Ayant acquis la base, dispensée principalement en première et deuxième années, les étudiants utiliseront toutes leurs connaissances dans les différents lieux d’application. Ensuite, ils pourront approfondir ces acquis, en cinquième année, dans l’un ou l’autre des domaines d’application : la production agricole, l’entreprise et l’agro-alimentaire, l’aménagement et le développement rural.

Ce schéma tend vers le modèle « deux années préparatoires et trois années de cycle ingénieur ». Il remet en cause la logique du curriculum précédent (quatre années de tronc commun d’une formation polyvalente et pluridisciplinaire et une année d'approfondissement) et rapproche le cursus de l’ingénieur I.S.A.R.A. de celui des ingénieurs d’application, sans que cela soit précisément énoncé. Sa mise en place soulève de nombreuses questions : le niveau scientifique et technique à atteindre dans les disciplines qui constituent la base de l’enseignement, la cohérence d’ensemble, les liaisons entre les différentes disciplines et départements, la place des sciences sociales. Par ailleurs, la faible prise en compte de thèmes transversaux tels que les filières, la qualité, l’environnement, est plusieurs fois soulignée au cours des discussions.

Le contenu et le volume horaire des enseignements d’agronomie et de zootechnie seront analysés dans le détail, l’objectif étant de préciser ce qui relève de la base de l’enseignement, de l’application ou de l’approfondissement. Cela aboutira à une réduction drastique des enseignements pour la partie tronc commun (moins 30% du volume total, le faisant passer d’environ 743 heures à 550 heures).

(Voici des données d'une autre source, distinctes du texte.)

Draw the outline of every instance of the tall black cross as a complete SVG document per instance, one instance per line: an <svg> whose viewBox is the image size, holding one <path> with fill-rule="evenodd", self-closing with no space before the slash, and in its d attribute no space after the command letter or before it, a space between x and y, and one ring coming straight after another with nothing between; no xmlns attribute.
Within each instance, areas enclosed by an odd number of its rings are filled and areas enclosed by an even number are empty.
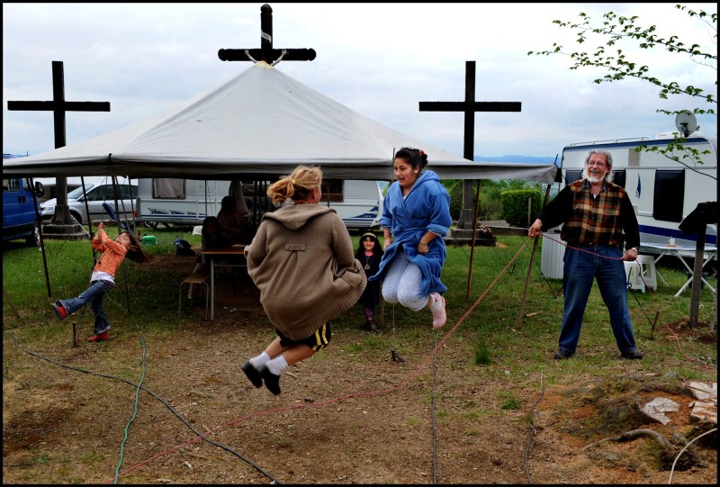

Un enseignement de technologies agro-alimentaires est introduit en troisième année, ainsi que des enseignements optionnels, dès la quatrième année (gestion des entreprises, gestion de l’environnement, etc.).

Les principes de l'évaluation et les modalités de passage d'une année à l'autre constituent des questions qui feront partie de prochaines commissions de travail. Les mises en situation pour apprendre ont été maintenues, y compris les deux stages en exploitation agricole, mais il s'agit d'un accord provisoire.

L’ingénieur I.S.A.R.A. peut intervenir à différents niveaux de la filière agricole : la production, la transformation ou la vente. Ses fonctions peuvent être multiples et diverses. Plus que jamais, la terminologie « ingénieur en agriculture » correspond à un titre et non plus à un métier.

Les transformations successives du curriculum ont entraîné sa mutation. Curriculum intégré lors de la fondation de l’école, il est resté, pendant quelques années, centré sur l’étude du fonctionnement de l’exploitation agricole. Les changements plus récents ont modifié la hiérarchie entre les disciplines, leur degré de compartimentation et l’organisation du savoir. Les sciences fondamentales, qui donnaient naguère les bases indispensables à l’enseignement des disciplines spécifiques à l’ingénieur en agriculture, acquièrent une autre fonction. La place marginale attribuée à l’analyse systémique de l’exploitation agricole confère aux sciences de la nature et de la vie un nouveau rôle. Elles sont garantes de la formation théorique de l’ingénieur I.S.A.R.A. Le modèle des sciences expérimentales est désormais le seul paradigme qui peut donner une cohérence épistémologique au curriculum.

Tous les étudiants disposent de la même base, mais ne choisiront pas les mêmes lieux d’application et d’approfondissement. Les questions soulevées sont celles du choix des matières et des contenus de l’enseignement de la base, des niveaux à atteindre pour tous, de la place des stages en exploitation agricole et de la place des sciences sociales.

Le type de code du savoir reste toujours très éloigné d’un code sériel, dans la mesure où la finalité de la formation est l’acquisition de compétences. Néanmoins, les changements ont augmenté le degré de compartimentation entre les secteurs ainsi qu’entre les enseignements et les mises en situation, ce qui modifie la manière de relier connaissances et compétences.

Notes
524.

« Evaluation du cursus, La base de la formation », I.S.A.R.A., 1992, p. 1.